What other ruts have I formed that I need to be jolted out of? How will I recognize them? How badly do I want to get away from “same old, same old”? Do I dare ask the closest person to me to identify a rut or two in my life? I might begin by watching how I spend my days or weeks or how I respond to people or ideas or suggestions.
Life’s jolts, as unwelcome as they may be, might actually do us the service of helping us develop in new ways.
On the other hand, there are some ruts we do not want or need to break out of. Good habits, certainly, should stay habits.
Neural pathways are actually a created feature of the brain which allows children at the beginning of their brain’s shaping to retain learning. Reading them the best stories over and over again, memorizing poems or songs, drilling the multiplication table, even a repeated telling of Grandpa’s funny but harmless pranks gives them, shall we say, grooves of thinking-patterns as well as knowledge they will be able to draw from into adulthood.
Likewise, routines in a family’s day are helpful ruts: supper around the table, then stories, then bedtime. These “ruts” give security to a child, as well as the growing awareness that there is a predictable order which involves thought and planning ahead on someone’s part.
Interestingly, a concert pianist depends on grooves in the brain from long and repeated practice to allow his or her fingers to fly across the keys. In those moments, the pianist is not consciously thinking about each individual note. Repeated practice has worn the score, so to speak, into their unconscious thought which is then able to come out their fingertips.
Learning a language requires a similar routine that is crucial to mastering it. I knew I was getting the hang of learning German when I no longer had to “translate” every word in my head. It was starting to come out my mouth without my thinking about it. German grooves!
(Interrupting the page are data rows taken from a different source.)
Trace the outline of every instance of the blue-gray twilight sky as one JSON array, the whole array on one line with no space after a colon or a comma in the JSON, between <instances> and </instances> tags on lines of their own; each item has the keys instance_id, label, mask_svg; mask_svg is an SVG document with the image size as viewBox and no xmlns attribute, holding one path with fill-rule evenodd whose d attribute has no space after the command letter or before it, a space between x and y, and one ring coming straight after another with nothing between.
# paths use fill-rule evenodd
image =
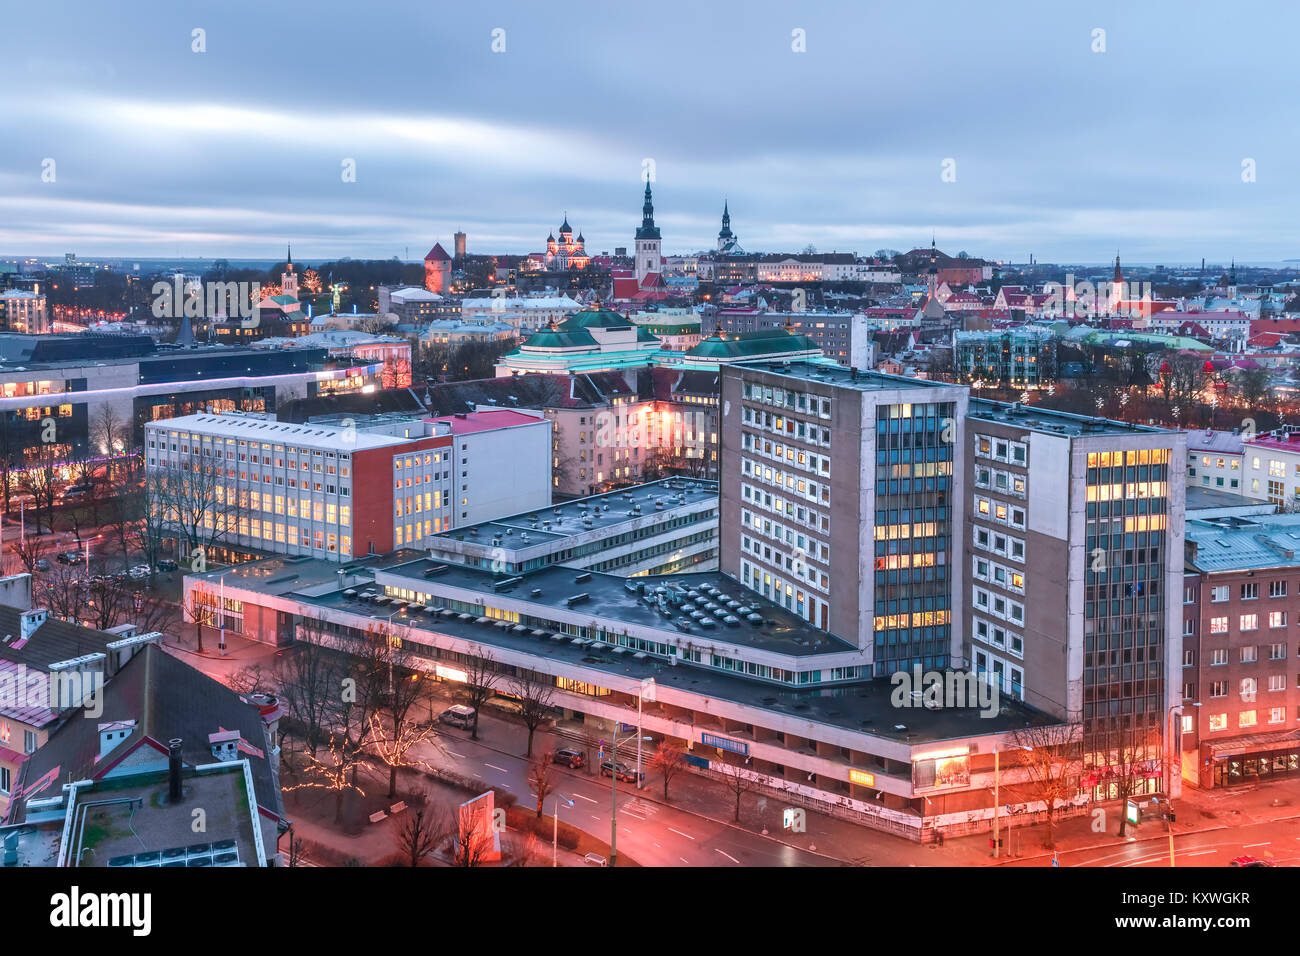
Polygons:
<instances>
[{"instance_id":1,"label":"blue-gray twilight sky","mask_svg":"<svg viewBox=\"0 0 1300 956\"><path fill-rule=\"evenodd\" d=\"M1016 261L1276 261L1300 256L1298 25L1199 0L10 2L0 253L420 258L457 228L523 253L566 210L612 251L649 158L666 253L711 247L725 196L750 251L933 230Z\"/></svg>"}]
</instances>

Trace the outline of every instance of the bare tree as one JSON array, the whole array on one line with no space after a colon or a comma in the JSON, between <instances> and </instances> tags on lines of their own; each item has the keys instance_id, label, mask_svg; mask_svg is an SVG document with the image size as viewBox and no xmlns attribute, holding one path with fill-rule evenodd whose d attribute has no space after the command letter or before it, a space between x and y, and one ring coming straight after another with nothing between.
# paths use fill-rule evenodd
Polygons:
<instances>
[{"instance_id":1,"label":"bare tree","mask_svg":"<svg viewBox=\"0 0 1300 956\"><path fill-rule=\"evenodd\" d=\"M416 867L425 857L437 851L450 831L447 809L428 801L409 812L397 831L397 848L406 858L407 865Z\"/></svg>"},{"instance_id":2,"label":"bare tree","mask_svg":"<svg viewBox=\"0 0 1300 956\"><path fill-rule=\"evenodd\" d=\"M194 625L200 654L203 653L203 628L217 626L217 601L217 595L203 584L195 584L185 595L185 614Z\"/></svg>"},{"instance_id":3,"label":"bare tree","mask_svg":"<svg viewBox=\"0 0 1300 956\"><path fill-rule=\"evenodd\" d=\"M715 766L722 773L722 779L727 784L727 789L731 791L736 798L735 816L733 819L736 823L740 822L740 800L747 794L758 789L758 782L749 775L749 771L742 764L728 763L726 760L719 760Z\"/></svg>"},{"instance_id":4,"label":"bare tree","mask_svg":"<svg viewBox=\"0 0 1300 956\"><path fill-rule=\"evenodd\" d=\"M174 537L187 554L207 554L239 533L247 492L236 500L223 470L194 461L152 471L145 482L146 511L158 512L161 537Z\"/></svg>"},{"instance_id":5,"label":"bare tree","mask_svg":"<svg viewBox=\"0 0 1300 956\"><path fill-rule=\"evenodd\" d=\"M555 790L555 779L551 775L549 761L537 760L533 762L532 768L528 771L528 784L533 788L533 795L537 797L537 819L540 820L542 818L542 805Z\"/></svg>"},{"instance_id":6,"label":"bare tree","mask_svg":"<svg viewBox=\"0 0 1300 956\"><path fill-rule=\"evenodd\" d=\"M1028 775L1028 793L1047 806L1044 845L1055 845L1057 802L1067 802L1078 792L1082 769L1080 724L1023 727L1011 733L1019 765Z\"/></svg>"},{"instance_id":7,"label":"bare tree","mask_svg":"<svg viewBox=\"0 0 1300 956\"><path fill-rule=\"evenodd\" d=\"M351 792L365 796L357 783L358 765L364 762L362 748L346 734L330 734L320 755L303 754L303 777L286 790L330 790L335 795L334 822L343 822L343 798Z\"/></svg>"},{"instance_id":8,"label":"bare tree","mask_svg":"<svg viewBox=\"0 0 1300 956\"><path fill-rule=\"evenodd\" d=\"M484 824L481 814L473 807L456 808L456 819L451 834L451 862L453 866L482 866L496 840L491 824Z\"/></svg>"},{"instance_id":9,"label":"bare tree","mask_svg":"<svg viewBox=\"0 0 1300 956\"><path fill-rule=\"evenodd\" d=\"M492 699L500 678L501 675L496 670L496 660L487 651L472 658L465 665L465 683L460 688L460 698L465 702L466 707L474 710L474 726L469 734L472 740L478 740L479 708Z\"/></svg>"},{"instance_id":10,"label":"bare tree","mask_svg":"<svg viewBox=\"0 0 1300 956\"><path fill-rule=\"evenodd\" d=\"M665 740L650 758L650 766L659 771L664 778L664 799L668 799L668 785L673 777L686 769L686 751L671 740Z\"/></svg>"},{"instance_id":11,"label":"bare tree","mask_svg":"<svg viewBox=\"0 0 1300 956\"><path fill-rule=\"evenodd\" d=\"M321 622L304 618L299 627L297 643L276 662L276 680L285 713L315 756L342 706L345 674L339 657L320 640Z\"/></svg>"},{"instance_id":12,"label":"bare tree","mask_svg":"<svg viewBox=\"0 0 1300 956\"><path fill-rule=\"evenodd\" d=\"M371 715L370 741L375 755L388 767L388 795L397 792L397 768L411 766L414 748L433 736L429 723L412 718L412 708L428 698L433 689L433 674L418 665L418 659L404 645L402 638L386 628L374 635L374 666L388 667L388 681ZM386 718L381 720L381 715Z\"/></svg>"},{"instance_id":13,"label":"bare tree","mask_svg":"<svg viewBox=\"0 0 1300 956\"><path fill-rule=\"evenodd\" d=\"M510 696L519 700L519 716L528 728L528 749L524 756L533 755L533 735L537 728L552 716L555 707L555 685L542 684L524 677L510 681Z\"/></svg>"}]
</instances>

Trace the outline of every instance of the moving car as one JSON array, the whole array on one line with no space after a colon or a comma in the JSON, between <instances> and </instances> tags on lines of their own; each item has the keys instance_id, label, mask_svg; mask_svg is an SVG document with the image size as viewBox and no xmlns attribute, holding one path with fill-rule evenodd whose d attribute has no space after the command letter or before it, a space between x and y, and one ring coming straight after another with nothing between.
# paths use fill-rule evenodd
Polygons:
<instances>
[{"instance_id":1,"label":"moving car","mask_svg":"<svg viewBox=\"0 0 1300 956\"><path fill-rule=\"evenodd\" d=\"M48 571L49 569L50 569L50 562L49 562L49 561L46 561L44 558L37 558L37 559L36 559L36 570L37 570L37 571Z\"/></svg>"},{"instance_id":2,"label":"moving car","mask_svg":"<svg viewBox=\"0 0 1300 956\"><path fill-rule=\"evenodd\" d=\"M551 754L551 763L563 764L574 770L582 766L582 754L569 747L561 747L555 753Z\"/></svg>"},{"instance_id":3,"label":"moving car","mask_svg":"<svg viewBox=\"0 0 1300 956\"><path fill-rule=\"evenodd\" d=\"M1268 860L1261 860L1253 856L1239 856L1229 861L1228 866L1272 866Z\"/></svg>"},{"instance_id":4,"label":"moving car","mask_svg":"<svg viewBox=\"0 0 1300 956\"><path fill-rule=\"evenodd\" d=\"M636 783L636 771L625 763L620 763L615 769L614 761L606 760L600 765L600 775L602 777L612 777L618 775L619 780L626 780L628 783Z\"/></svg>"},{"instance_id":5,"label":"moving car","mask_svg":"<svg viewBox=\"0 0 1300 956\"><path fill-rule=\"evenodd\" d=\"M438 715L438 720L444 724L451 724L454 727L464 727L469 729L474 726L474 708L466 707L464 704L456 704L454 707L448 707Z\"/></svg>"}]
</instances>

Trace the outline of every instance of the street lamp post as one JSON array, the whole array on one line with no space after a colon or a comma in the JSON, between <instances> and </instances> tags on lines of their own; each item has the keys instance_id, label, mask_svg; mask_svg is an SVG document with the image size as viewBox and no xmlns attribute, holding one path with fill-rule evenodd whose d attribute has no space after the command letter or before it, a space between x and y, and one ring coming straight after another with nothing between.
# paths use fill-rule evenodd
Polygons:
<instances>
[{"instance_id":1,"label":"street lamp post","mask_svg":"<svg viewBox=\"0 0 1300 956\"><path fill-rule=\"evenodd\" d=\"M566 807L573 806L572 800L570 800L564 794L560 793L558 790L555 792L555 812L552 814L552 816L555 819L555 829L554 832L551 834L551 866L560 865L560 801L561 800L564 801L564 805Z\"/></svg>"},{"instance_id":2,"label":"street lamp post","mask_svg":"<svg viewBox=\"0 0 1300 956\"><path fill-rule=\"evenodd\" d=\"M637 747L641 746L642 739L649 740L649 737L642 738L640 734L625 737L623 740L618 739L618 725L614 725L614 734L609 748L610 773L609 773L609 865L617 865L618 860L618 748L621 744L630 744L636 739ZM638 771L638 774L640 771ZM639 781L638 781L639 782Z\"/></svg>"},{"instance_id":3,"label":"street lamp post","mask_svg":"<svg viewBox=\"0 0 1300 956\"><path fill-rule=\"evenodd\" d=\"M655 679L653 677L647 677L645 680L641 681L640 684L637 684L636 687L629 687L628 690L636 691L636 788L640 790L642 789L641 741L643 739L644 740L650 739L649 737L643 738L641 736L641 706L643 702L647 699L647 697L649 698L651 703L654 703Z\"/></svg>"},{"instance_id":4,"label":"street lamp post","mask_svg":"<svg viewBox=\"0 0 1300 956\"><path fill-rule=\"evenodd\" d=\"M1193 707L1200 707L1201 702L1193 701ZM1171 752L1178 756L1178 773L1182 775L1183 764L1183 735L1181 731L1178 734L1177 741L1174 739L1174 714L1182 714L1183 704L1174 704L1169 708L1168 720L1165 729L1165 830L1169 834L1169 865L1176 866L1174 862L1174 801L1171 796L1173 790L1173 769L1170 767L1169 760Z\"/></svg>"},{"instance_id":5,"label":"street lamp post","mask_svg":"<svg viewBox=\"0 0 1300 956\"><path fill-rule=\"evenodd\" d=\"M1026 747L1024 744L1016 744L1011 749L1027 750L1030 753L1033 753L1034 750L1033 747ZM998 755L1001 753L1002 753L1002 749L997 744L994 744L993 745L993 859L995 860L1000 855L999 851L1002 849L1002 845L998 840L998 817L1002 813L1002 801L999 799L999 797L1001 796L1002 767L998 757Z\"/></svg>"}]
</instances>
Justin was right, as it turns out. It was fun, getting out of my cooking rut. Date Halva was not my only discovery. I started branching out in the recipe department.
Not all new recipes I experimented with have endured. But that is not the most important thing. Breaking out was the point, trying something new. I have Justin to thank, or I may still be in my comfortable rut.
Have I ever said it? Thank you, Justin!